Davis was raised by a lower-middle-class white family in the San Gabriel Valley, where her adopted father owned a barbershop. He died when she was ten, and Davis said her mother worked three jobs to keep a roof over their head. Davis credits an excellent public school system for a full-ride scholarship to the University of Southern California. Davis later graduated from Harvard Law School and returned to Southern California after a brief stint as a civil rights attorney to be closer to her aging adopted mother. Her mother passed away five years ago. Davis is now in-house counsel for AT&T.
However, Davis said she has known her birth father is Mexican since she was a young child and would openly talk about it if it came up in conversation.
“It’s not something I would wear on a t-shirt,” Davis said.
During the testimony, McRae attempted to parse the distinction between race and ethnicity, explaining Latinos can also be white or black. Judge Palazuelos, who will ultimately decide the case, has offered few hints as to whether she sees Davis’ genetic makeup as relevant.
“Culture is an experience,” Palazuelos simply said.
On cross-examination, attorney Kevin Shenkman, who has won and settled dozens of similar lawsuits based on the CVRA, questioned Davis about an op-ed she co-authored in the Los Angeles Times defending the litigation. Many cities have settled with Shenkman, paying him $30,000 in attorneys’ fees, rather than pay for a costly trial they may lose.
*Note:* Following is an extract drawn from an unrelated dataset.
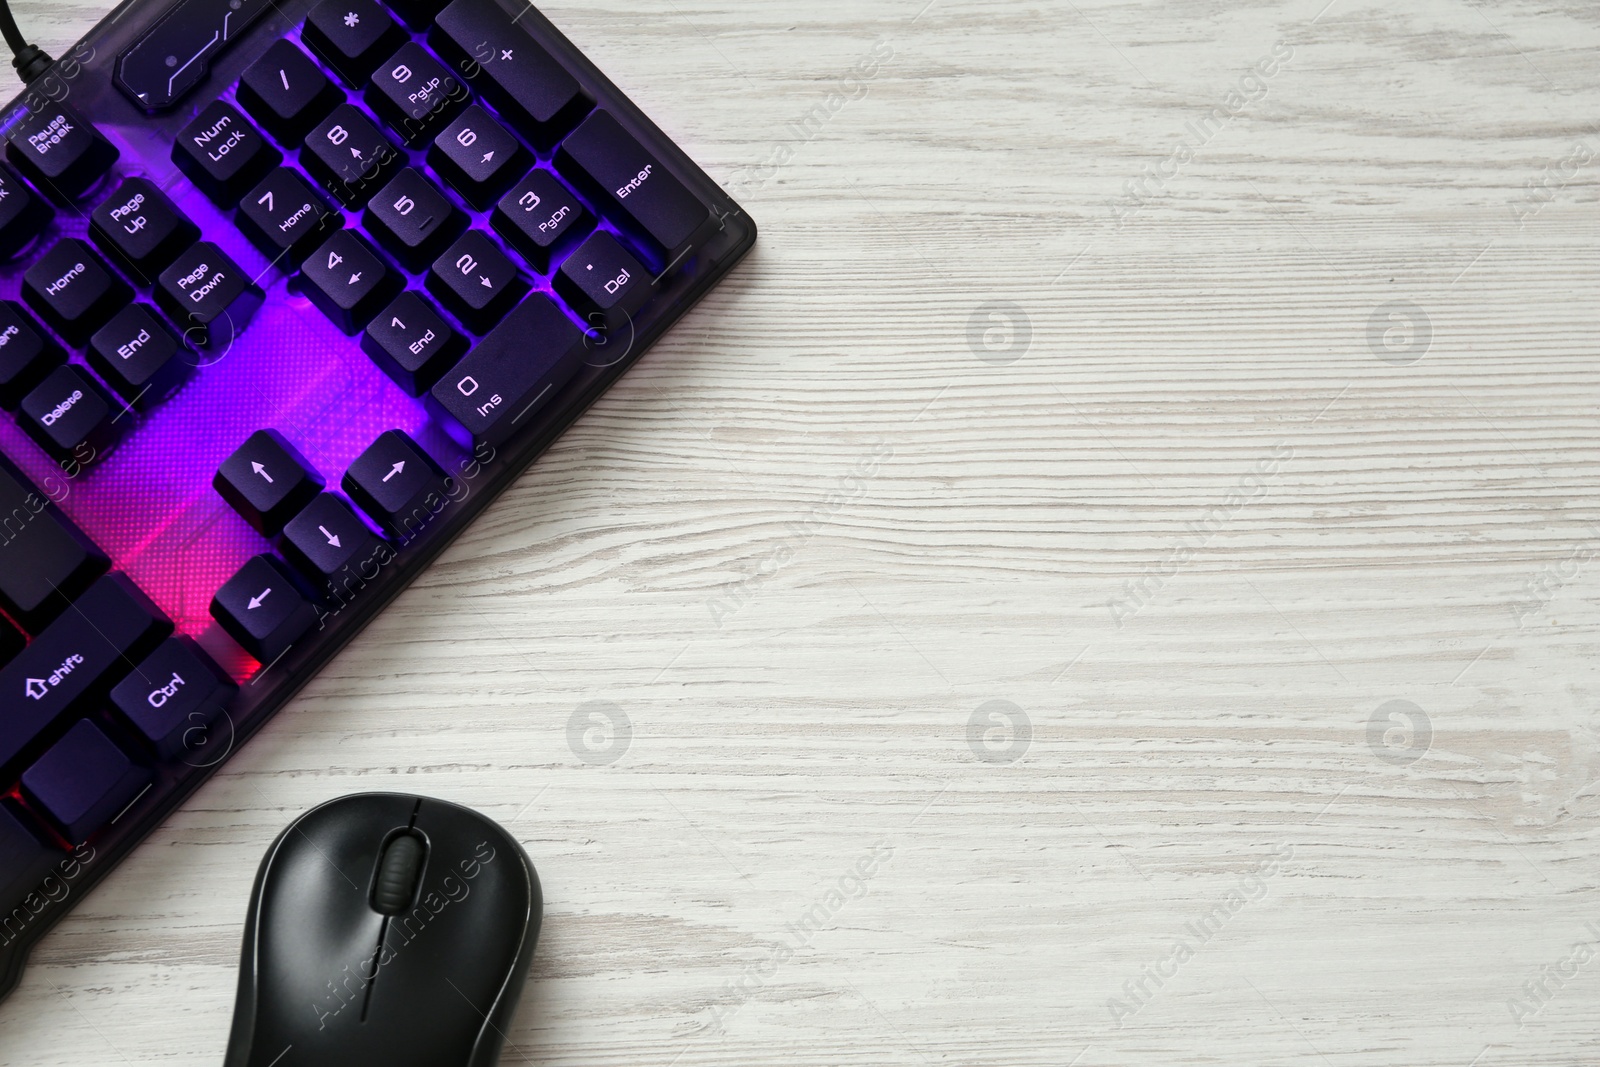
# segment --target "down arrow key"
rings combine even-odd
[[[289,520],[279,547],[283,558],[310,579],[319,595],[340,600],[370,584],[393,557],[350,505],[332,493],[318,495]]]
In her op-ed, Davis argued making electoral changes based on lawsuits diminishes the will of the voters. A consulting firm that specializes in local government politics found seven out of 22 cities that switched to district elections saw an increase in the number of Latino officials.
“You’re not a fan of the CVRA are you?” Shenkman asked.
“I don’t have an opinion as to whether or not I’m a fan. I think that this lawsuit and the way…” Davis began to respond.
“That’s not my question,” Shenkman said.
“I don’t have an opinion about it,” Davis said. “It depends on how it’s applied and in this case, it’s being applied in a ridiculous manner.”
During a break from the tense line of questioning, Shenkman’s co-council, Lancaster Mayor Rex Parris, told the Daily Press he’s “deeply ashamed” his city does not have district elections. Parris became involved in the litigation when Shenkman sued his neighboring (and rival) city of Palmdale, eventually forcing that city to change its at-large election system to districts.
“The legislature made a mistake in not making it mandatory,” Parris said of District-based elections. Parris said cities like Santa Monica and Lancaster are reluctant to change because incumbents may have to run against each other.
During cross-examination, Davis said she is confident she would win in a district-based election system, but later lamented it could lead to the “Balkanization” of the city. Davis argued it would create a system where districts would compete for limited city resources.
Before resting, Parris asked Davis if she declined to incorporate her Latino heritage into her campaigns because she thought it would result in fewer votes.
“That’s absolutely false,” Davis said.
With Davis’ testimony, the six-weeks of arguments ended.
“We’d like to thank the court for its tolerance of all of our antics,” Shenkman said.